Panoramic shot from our seats at Angels Stadium on Opening Day

Panoramic shot from our seats at Angels Stadium on Opening Day

Prior to taking our seats Ian and I scoured the bricked infield in search for the Westside League’s gift. All proceeds of the Angels Brick Program go to the Angels Baseball Foundation, which helps fund local and national youth organizations aimed at creating and improving youth programs in education, healthcare, arts and sciences.

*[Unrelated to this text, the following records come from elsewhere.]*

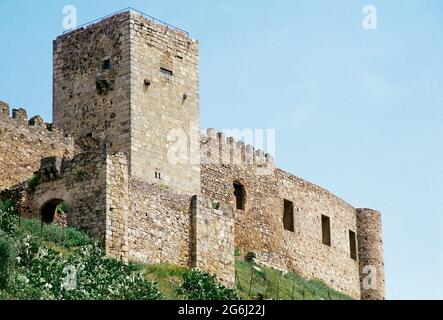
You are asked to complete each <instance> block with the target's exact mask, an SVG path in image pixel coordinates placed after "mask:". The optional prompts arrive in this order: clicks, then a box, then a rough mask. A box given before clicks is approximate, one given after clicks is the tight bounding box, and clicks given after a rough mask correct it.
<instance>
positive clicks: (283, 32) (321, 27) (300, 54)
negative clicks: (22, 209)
mask: <svg viewBox="0 0 443 320" xmlns="http://www.w3.org/2000/svg"><path fill="white" fill-rule="evenodd" d="M41 3H44V6H43V5H41ZM68 4H72V5H74V6H76V8H77V10H78V12H77V13H78V22H79V23H80V24H81V23H84V22H88V21H90V20H94V19H96V18H99V17H101V16H104V15H107V14H109V13H112V12H114V11H117V10H119V9H123V8H125V7H129V6H132V7H134V8H137V9H139V10H141V11H144V12H146V13H148V14H150V15H152V16H154V17H157V18H159V19H162V20H164V21H167V22H169V23H171V24H173V25H176V26H178V27H180V28H182V29H185V30H187V31H189V32H190V34H191V36H192V37H193V38H196V39H198V40H199V41H200V60H201V61H200V62H201V65H200V70H201V79H200V80H201V127H202V128H206V127H215V128H219V129H224V128H240V129H243V128H252V129H255V128H263V129H268V128H270V129H276V134H277V148H276V155H275V157H276V161H277V164H278V165H279V166H280V167H281V168H283V169H285V170H288V171H290V172H292V173H294V174H296V175H298V176H300V177H302V178H305V179H307V180H309V181H312V182H314V183H317V184H319V185H321V186H323V187H325V188H327V189H329V190H331V191H332V192H334V193H335V194H337V195H338V196H340V197H342V198H343V199H345V200H346V201H348V202H349V203H351V204H352V205H354V206H355V207H370V208H374V209H378V210H381V211H382V214H383V223H384V225H383V227H384V230H383V231H384V248H385V264H386V284H387V295H388V298H390V299H407V298H412V299H424V298H430V299H437V298H440V299H441V298H443V212H442V210H443V200H442V199H443V196H442V195H443V170H442V169H443V90H442V84H443V59H442V57H443V3H442V2H441V0H422V1H413V0H408V1H400V0H390V1H381V0H380V1H369V0H368V1H359V0H354V1H348V0H334V1H332V0H322V1H320V0H316V1H314V0H309V1H305V0H300V1H289V0H288V1H280V0H275V1H271V2H270V1H245V0H244V1H238V0H237V1H234V0H212V1H203V0H200V1H147V0H145V1H109V0H107V1H97V0H88V1H84V0H79V1H76V0H69V1H55V0H52V1H51V0H49V1H47V0H45V1H44V2H42V1H40V2H37V1H30V0H29V1H25V0H21V1H19V0H0V44H1V45H0V100H6V101H7V102H9V103H10V104H11V105H12V106H14V107H16V106H24V107H26V108H27V110H28V111H29V114H30V115H34V114H40V115H42V116H43V117H44V118H45V119H46V120H47V121H50V120H51V103H52V40H53V39H54V38H55V37H56V36H57V35H58V34H60V33H61V32H62V31H63V28H62V20H63V14H62V9H63V7H64V6H65V5H68ZM367 4H372V5H375V7H376V8H377V13H378V28H377V29H376V30H364V29H363V28H362V20H363V18H364V15H363V13H362V8H363V7H364V6H365V5H367Z"/></svg>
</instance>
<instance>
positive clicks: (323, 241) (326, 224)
mask: <svg viewBox="0 0 443 320" xmlns="http://www.w3.org/2000/svg"><path fill="white" fill-rule="evenodd" d="M321 232H322V242H323V244H324V245H327V246H330V245H331V219H330V218H329V217H327V216H324V215H321Z"/></svg>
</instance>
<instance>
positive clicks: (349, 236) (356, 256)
mask: <svg viewBox="0 0 443 320" xmlns="http://www.w3.org/2000/svg"><path fill="white" fill-rule="evenodd" d="M349 249H350V252H351V258H352V259H354V260H357V240H356V237H355V232H354V231H352V230H349Z"/></svg>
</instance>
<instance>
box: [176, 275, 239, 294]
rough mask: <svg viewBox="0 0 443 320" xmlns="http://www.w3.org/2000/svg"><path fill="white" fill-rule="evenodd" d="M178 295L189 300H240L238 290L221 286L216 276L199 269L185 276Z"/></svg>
mask: <svg viewBox="0 0 443 320" xmlns="http://www.w3.org/2000/svg"><path fill="white" fill-rule="evenodd" d="M178 294H179V295H180V296H183V297H184V298H185V299H189V300H238V296H237V292H236V290H234V289H230V288H227V287H225V286H223V285H221V284H219V283H218V282H217V280H216V277H215V276H214V275H212V274H209V273H207V272H204V271H200V270H197V269H193V270H191V271H187V272H185V273H184V274H183V283H182V284H181V286H180V288H179V289H178Z"/></svg>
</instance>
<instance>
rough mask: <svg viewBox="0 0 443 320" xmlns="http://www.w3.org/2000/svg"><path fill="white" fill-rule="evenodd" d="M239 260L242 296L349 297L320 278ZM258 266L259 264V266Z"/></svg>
mask: <svg viewBox="0 0 443 320" xmlns="http://www.w3.org/2000/svg"><path fill="white" fill-rule="evenodd" d="M253 266H255V264H254V263H252V262H249V261H245V260H243V259H241V258H237V259H236V267H235V269H236V273H237V289H238V292H239V295H240V297H241V298H242V299H277V300H349V299H351V298H350V297H349V296H346V295H344V294H342V293H340V292H337V291H335V290H333V289H331V288H330V287H328V286H327V285H326V284H325V283H324V282H322V281H320V280H306V279H304V278H303V277H301V276H300V275H298V274H296V273H294V272H288V273H286V274H282V273H281V272H280V271H278V270H275V269H272V268H268V267H264V266H259V267H258V268H253ZM256 267H257V266H256Z"/></svg>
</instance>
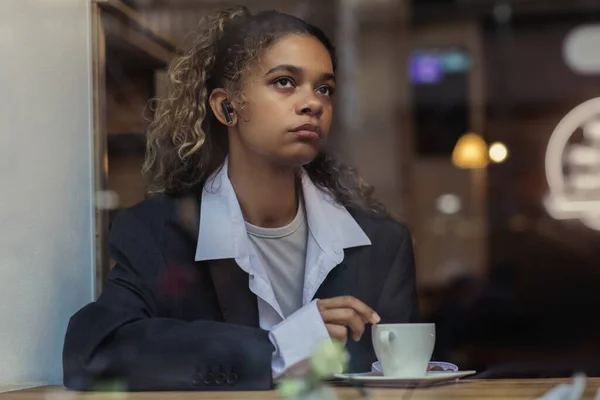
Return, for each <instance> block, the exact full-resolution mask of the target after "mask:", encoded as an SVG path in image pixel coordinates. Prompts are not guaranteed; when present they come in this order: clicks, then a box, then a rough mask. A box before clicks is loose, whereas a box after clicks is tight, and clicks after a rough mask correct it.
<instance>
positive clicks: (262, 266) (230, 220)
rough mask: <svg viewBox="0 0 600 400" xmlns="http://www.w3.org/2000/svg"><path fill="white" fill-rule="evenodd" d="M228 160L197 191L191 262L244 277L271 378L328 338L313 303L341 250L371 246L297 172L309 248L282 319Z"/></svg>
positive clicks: (322, 194)
mask: <svg viewBox="0 0 600 400" xmlns="http://www.w3.org/2000/svg"><path fill="white" fill-rule="evenodd" d="M227 164H228V160H225V163H224V165H223V168H221V170H220V171H218V172H217V173H216V174H215V175H213V177H211V178H210V179H209V180H208V181H207V182H206V184H205V185H204V189H203V191H202V202H201V206H200V228H199V232H198V244H197V247H196V257H195V260H196V261H207V260H219V259H229V258H233V259H235V261H236V263H237V264H238V265H239V267H240V268H241V269H242V270H244V272H246V273H248V275H249V282H248V285H249V288H250V290H251V291H252V292H253V293H254V294H255V295H256V296H257V298H258V315H259V323H260V327H261V328H262V329H265V330H268V331H270V333H269V339H270V340H271V342H272V343H273V345H274V346H275V352H274V353H273V361H272V371H273V376H274V377H275V378H277V377H279V376H281V375H282V374H283V373H285V371H287V370H288V369H290V368H291V367H293V366H295V365H297V364H299V363H300V362H302V361H304V360H306V359H307V358H309V357H310V356H311V355H312V353H313V351H314V349H315V346H317V345H319V344H321V343H323V342H324V341H326V340H329V334H328V333H327V329H326V328H325V324H324V322H323V320H322V318H321V315H320V313H319V310H318V308H317V305H316V300H314V301H313V297H314V295H315V293H316V292H317V290H318V289H319V287H320V286H321V284H322V283H323V281H324V280H325V278H326V277H327V275H328V274H329V272H331V270H332V269H333V268H335V267H336V266H337V265H338V264H340V263H341V262H342V260H343V259H344V249H347V248H351V247H358V246H366V245H370V244H371V241H370V240H369V238H368V237H367V235H366V234H365V233H364V231H363V230H362V229H361V228H360V226H359V225H358V224H357V223H356V221H355V220H354V218H352V216H351V215H350V213H349V212H348V211H347V210H346V209H345V208H344V207H343V206H341V205H340V204H339V203H337V202H336V201H335V200H334V199H333V197H332V196H331V194H330V193H328V192H327V191H325V190H322V189H320V188H318V187H317V186H316V185H315V184H314V183H313V182H312V181H311V180H310V178H309V177H308V174H307V173H306V172H304V170H303V171H302V174H301V184H302V193H303V196H304V205H305V209H306V218H307V221H308V230H309V234H308V243H307V250H306V268H305V275H304V289H303V295H302V304H303V306H302V308H300V309H299V310H298V311H296V312H295V313H293V314H291V315H290V316H289V317H288V318H285V319H284V317H283V313H282V312H281V308H280V306H279V304H278V302H277V300H276V298H275V294H274V292H273V288H272V286H271V283H270V282H269V278H268V275H267V273H266V270H265V268H264V266H263V263H262V260H261V258H260V257H259V256H258V254H257V252H256V250H255V249H254V247H253V246H252V245H251V242H250V239H249V238H248V233H247V231H246V225H245V221H244V217H243V215H242V210H241V208H240V205H239V202H238V200H237V197H236V195H235V192H234V190H233V186H232V184H231V181H230V180H229V177H228V167H227Z"/></svg>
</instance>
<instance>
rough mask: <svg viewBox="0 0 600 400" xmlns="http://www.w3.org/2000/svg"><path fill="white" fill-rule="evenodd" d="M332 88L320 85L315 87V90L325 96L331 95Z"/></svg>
mask: <svg viewBox="0 0 600 400" xmlns="http://www.w3.org/2000/svg"><path fill="white" fill-rule="evenodd" d="M334 90H335V89H333V88H332V87H331V86H321V87H320V88H318V89H317V92H318V93H319V94H322V95H325V96H333V92H334Z"/></svg>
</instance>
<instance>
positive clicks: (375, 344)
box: [372, 324, 435, 378]
mask: <svg viewBox="0 0 600 400" xmlns="http://www.w3.org/2000/svg"><path fill="white" fill-rule="evenodd" d="M372 333H373V347H374V349H375V354H376V355H377V359H378V360H379V363H380V364H381V369H382V370H383V375H384V376H390V377H395V378H422V377H424V376H425V374H426V373H427V366H428V365H429V361H430V360H431V355H432V354H433V348H434V346H435V324H382V325H373V327H372Z"/></svg>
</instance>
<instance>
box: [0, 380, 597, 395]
mask: <svg viewBox="0 0 600 400" xmlns="http://www.w3.org/2000/svg"><path fill="white" fill-rule="evenodd" d="M567 381H568V380H566V379H497V380H463V381H460V382H458V383H452V384H448V385H443V386H436V387H429V388H420V389H414V390H410V389H367V390H368V391H369V393H370V394H371V398H372V399H373V400H379V399H381V400H384V399H396V400H408V399H410V400H437V399H467V400H468V399H472V400H479V399H482V400H488V399H507V400H512V399H535V398H537V397H540V396H542V395H543V394H545V393H546V392H547V391H548V390H550V388H552V387H554V386H555V385H558V384H560V383H564V382H567ZM598 388H600V378H589V379H588V380H587V387H586V391H585V396H584V399H594V396H595V394H596V391H597V390H598ZM336 390H337V391H338V392H339V394H340V395H341V396H340V397H342V396H343V397H344V398H345V399H357V400H358V399H359V396H358V395H357V392H356V390H355V389H351V388H347V387H340V388H336ZM277 398H278V396H277V392H275V391H270V392H153V393H122V392H113V393H78V392H71V391H68V390H65V389H63V388H60V387H42V388H36V389H28V390H22V391H18V392H11V393H3V394H0V399H1V400H4V399H15V400H30V399H31V400H38V399H41V400H80V399H82V400H83V399H86V400H125V399H127V400H138V399H139V400H142V399H143V400H159V399H161V400H187V399H199V400H221V399H233V400H236V399H239V400H245V399H248V400H263V399H267V400H268V399H277Z"/></svg>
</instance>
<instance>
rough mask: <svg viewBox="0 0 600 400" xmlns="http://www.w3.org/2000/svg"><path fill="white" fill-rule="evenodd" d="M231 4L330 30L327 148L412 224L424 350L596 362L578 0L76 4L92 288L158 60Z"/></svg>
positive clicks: (136, 170) (559, 371)
mask: <svg viewBox="0 0 600 400" xmlns="http://www.w3.org/2000/svg"><path fill="white" fill-rule="evenodd" d="M38 1H40V2H43V1H42V0H38ZM61 1H62V0H61ZM9 3H10V2H9ZM236 4H244V5H246V6H248V7H249V8H250V9H251V10H253V11H259V10H264V9H277V10H280V11H283V12H287V13H291V14H294V15H297V16H299V17H301V18H304V19H307V20H308V21H310V22H312V23H314V24H316V25H318V26H320V27H321V28H323V29H324V30H325V31H326V33H327V34H328V35H329V36H330V37H331V38H332V39H333V40H334V41H335V43H336V46H337V48H338V52H339V59H340V62H339V71H338V76H339V78H338V92H337V95H336V100H335V101H336V104H335V109H334V110H335V123H334V133H333V139H332V142H331V148H332V150H333V151H334V152H335V153H337V154H338V155H339V156H340V157H341V158H342V159H343V160H345V161H346V162H347V163H349V164H351V165H353V166H355V167H356V168H357V169H358V171H359V172H360V173H361V175H362V176H363V177H364V178H365V179H366V180H367V181H369V182H370V183H372V184H373V185H374V186H375V188H376V196H377V197H378V198H379V199H380V200H382V201H383V202H384V203H385V205H386V206H387V207H388V208H389V209H390V211H392V212H393V213H394V214H395V215H396V216H397V217H398V219H400V220H401V221H402V222H404V223H405V224H406V225H408V226H409V227H410V229H411V231H412V233H413V236H414V242H415V256H416V261H417V274H418V291H419V297H420V303H421V311H422V315H423V318H424V320H426V321H432V322H435V323H436V324H437V333H438V338H437V344H436V353H435V358H437V359H440V360H444V361H450V362H454V363H457V364H459V365H460V367H461V369H477V370H478V371H486V372H484V374H489V375H488V376H503V374H505V375H506V374H508V375H516V376H538V375H542V376H553V375H567V374H569V373H570V372H571V371H573V370H584V371H586V372H587V373H588V374H591V375H600V205H599V204H600V203H599V202H600V100H598V99H599V98H600V2H598V1H593V0H592V1H590V0H510V1H509V0H412V1H411V0H294V1H291V0H279V1H276V0H246V1H243V0H237V1H230V0H127V1H125V0H96V1H92V6H91V9H90V10H89V12H90V16H91V21H92V24H91V28H92V33H93V35H92V38H91V41H90V42H89V46H90V49H91V54H92V56H91V63H92V67H93V69H92V75H91V78H92V81H93V85H92V87H91V107H92V110H93V114H92V117H93V118H92V121H91V124H92V130H93V136H92V143H91V144H90V145H91V148H92V152H93V154H94V157H95V159H94V164H93V168H92V170H91V171H92V174H93V177H94V179H93V181H94V186H95V193H96V199H95V201H96V202H95V204H96V208H95V209H94V210H93V212H94V218H95V224H94V226H95V230H96V234H95V237H94V246H95V248H96V252H95V257H96V260H95V265H96V271H97V282H96V292H97V293H98V292H99V291H101V282H102V279H103V277H104V275H105V274H106V272H107V271H108V270H109V268H110V260H109V259H108V257H107V255H106V237H107V233H108V230H109V228H110V222H111V220H112V218H113V217H114V215H115V213H117V212H118V211H119V210H120V209H122V208H125V207H129V206H131V205H133V204H135V203H137V202H139V201H141V200H142V199H143V198H144V191H145V190H144V181H143V180H142V177H141V174H140V167H141V164H142V161H143V158H144V151H145V137H144V135H145V133H144V132H145V131H146V128H147V127H148V124H149V120H150V119H151V118H152V110H151V108H150V107H148V106H147V105H148V102H149V101H150V100H151V99H152V98H153V97H155V96H158V97H160V96H161V94H162V82H164V79H165V67H166V65H167V63H168V61H169V60H170V59H171V57H173V54H174V51H175V48H176V47H177V46H179V45H180V44H182V43H183V42H184V40H185V36H186V34H187V33H188V32H190V31H192V30H193V29H194V27H195V26H196V24H197V23H198V21H199V20H200V18H201V17H202V16H203V15H205V14H207V13H209V12H211V11H213V10H216V9H220V8H223V7H226V6H231V5H236ZM56 46H60V44H56ZM61 190H62V189H61ZM515 366H517V367H515ZM506 371H510V372H506Z"/></svg>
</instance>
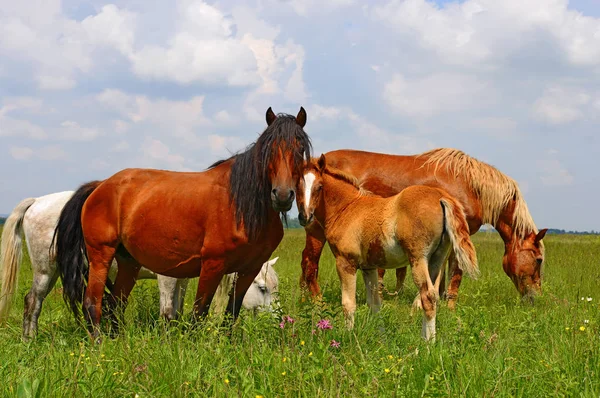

Ian finally spotted the brick, which read his name and “Always Loved”. Jax’s interest in the Angels really started to pick up as he turned three. He sported an Angels hat or t-shirt often and his favorite player was Torii Hunter.

Always Loved brick

Always Loved brick

Four days before he died we went to a game with my wife’s family to celebrate Father’s Day with her grandpa. We had such a fun night as a family and Jax especially enjoyed watching a game from a baseball standpoint for the first time, and not just taking in the stimulation around him. We have a large canvassed photo in our living room of the five of us on that night. The brick memento ties together perfectly my love for the Angels, my love for Jax and my wish that he always be remembered.

The relationships I’ve built with these faceless baseball fans means more to me than my Boston Chowderheads winning another World Series. While it’s a virtual baseball world, we live real lives. And the support we’re able to offer each other in tragedy, sickness and the valleys of life make all the hours put in to run the league more than worthwhile.

Thank you Steve Jack and the Westside League.